Electronic tagging not the answer for low-risk offenders

Issued : Monday 17 January, 2005

Statement by Joe Costello TD
Minister of State at the Department of Foreign Affairs and Trade with responsibility for Trade and Development

The Labour Party’s Justice Spokesperson, Joe Costello has called on Minister Michael McDowell to clarify his plans to introduce electronic tagging for certain offenders. He said that tagging is not the answer for low-risk offenders who would not ordinarily face jail.

“The Minister is talking about tagging to ease pressure on our prisons. This is the same Minister who has already closed three prisons at Shanganagh, Spike Island and the Curragh. Now he wants to open a new prison but he should never have closed the three closed prisons in the first place. This is typical of the Minister’s incoherence on prisons policy.

“I agree with the Irish Penal Reform Trust that tagging should not be used for offenders who would not normally receive a custodial sentence.
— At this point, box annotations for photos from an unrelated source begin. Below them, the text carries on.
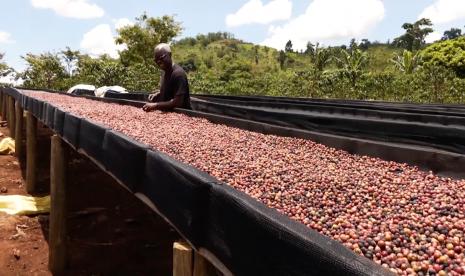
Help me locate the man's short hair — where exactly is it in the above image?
[154,43,171,53]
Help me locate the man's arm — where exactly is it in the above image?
[142,95,184,112]
[142,76,188,111]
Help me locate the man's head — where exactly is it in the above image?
[154,43,173,71]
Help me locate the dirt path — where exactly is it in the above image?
[0,128,51,276]
[0,126,179,276]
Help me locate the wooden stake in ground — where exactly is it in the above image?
[8,97,16,139]
[5,95,11,133]
[26,111,37,194]
[48,135,68,275]
[2,93,7,121]
[0,91,5,121]
[15,102,24,160]
[173,242,194,276]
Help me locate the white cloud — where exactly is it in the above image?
[80,24,126,58]
[425,31,442,43]
[114,18,134,29]
[261,0,384,49]
[0,31,15,43]
[31,0,105,19]
[418,0,465,24]
[226,0,292,27]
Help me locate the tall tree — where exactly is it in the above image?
[60,47,80,77]
[359,38,371,51]
[278,50,287,69]
[305,42,331,71]
[421,36,465,78]
[441,28,462,40]
[393,18,433,52]
[116,13,182,66]
[304,41,318,56]
[20,53,66,90]
[0,53,12,77]
[284,40,294,53]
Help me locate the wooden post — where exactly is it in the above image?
[173,242,193,276]
[193,252,217,276]
[8,97,16,139]
[26,111,37,194]
[48,135,68,275]
[2,94,7,121]
[0,91,5,120]
[15,102,24,159]
[5,95,11,129]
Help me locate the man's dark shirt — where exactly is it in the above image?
[157,64,191,109]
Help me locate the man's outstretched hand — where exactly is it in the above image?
[142,103,157,112]
[149,92,160,102]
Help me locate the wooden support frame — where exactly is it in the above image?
[9,97,16,139]
[9,97,16,139]
[15,102,24,158]
[0,91,5,120]
[173,241,194,276]
[2,94,8,121]
[25,111,37,194]
[5,95,11,132]
[48,135,69,275]
[173,241,222,276]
Whereas there might be a case for tagging of more serious offenders, such as those found guilty of serious sexual offences (though of course not as an alternative to jail), it would seem strange to tag anyone found guilty of relatively minor public order offences, for example.

“Many of the offenders concerned would be teenagers and young offenders who would be better targeted with greater investment in the resourcing and personnel of the Juvenile Liaison Scheme and in community service.

“The Minister’s prisons policy is all over the place. Closing prisons one day, opening them the next. He has still not published the 2003 Annual Report of the Inspector of Prisons and seems intent on eventually privatising prisons, which would be totally unacceptable to the Labour Party”, he added.